According to some implementations the user input may comprise a plurality of individual user interactions with a user interface (such as user inputs with regard to the representation, displaying settings, general settings, measurements, etc.).

By predicting the compartment of interest based on the user input, the user is automatically provided with appropriate text summaries. By consequence, the user is automatically provided with an actionable result he can immediately use in the downstream reporting workflow. Accordingly, reviewing medical images and compiling structured medical reports on that basis can be rendered considerably more efficient.

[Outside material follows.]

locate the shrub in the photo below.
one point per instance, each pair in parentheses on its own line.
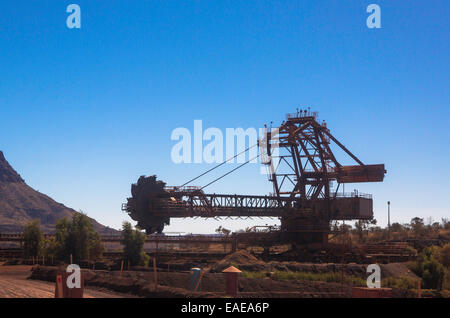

According to some examples, receiving the user input may comprise recording an audio and/or video signal of an environment of the user (e.g., with an appropriate recording device) and identifying a user input in the signal. According to some examples, the signal comprises a recording of a conversation of a plurality of users (e.g., in a tumor board situation) and the step of identifying comprises identifying one or more user inputs in the conversation. In other words, the method may “listen” to the user or a group of users and automatically select appropriate text summaries according to a current subject of a conversation or the like. Therewith the method interactively supports the user even in situations where the user is not actively making inputs into the user interface.

According to some examples, the method further comprises generating a representation of the medical image data set for displaying to the user via the user interface, displaying the representation to the user via the user interface, wherein, in the step of receiving the user input, the user input is directed to the compartment of interest visible in the representation.

According to some examples, the user input comprises an interaction with the representation. The user input may, in particular, comprise designating a compartment of interest directly in the representation, e.g., by clicking, drawing contours, or invoking a measurement tool in a specific location in the representation. The user input may be such that it fully lines out the compartment of interest or such that it indicates only parts or even only a point in the representation which is then automatically related to a compartment of interest.

By providing the representation and identifying the user interaction in the form of an interaction with the representation, a continuous human machine interaction is enabled which seamlessly integrates in the reporting workflow.

According to some examples, the method further comprises determining an anatomical location the user input is directed to based on the user input and the representation and/or the medical image data set. Further, the step of determining the compartment of interest is based on the anatomical location.

According to some examples, the anatomical location comprises one or more of the following elements:

• • an indication of an organ or organ part the user input is directed to,
  • a slice within the medical image data set, the representation corresponds to, and/or
  • a relation of the user input to one or more anatomical landmarks.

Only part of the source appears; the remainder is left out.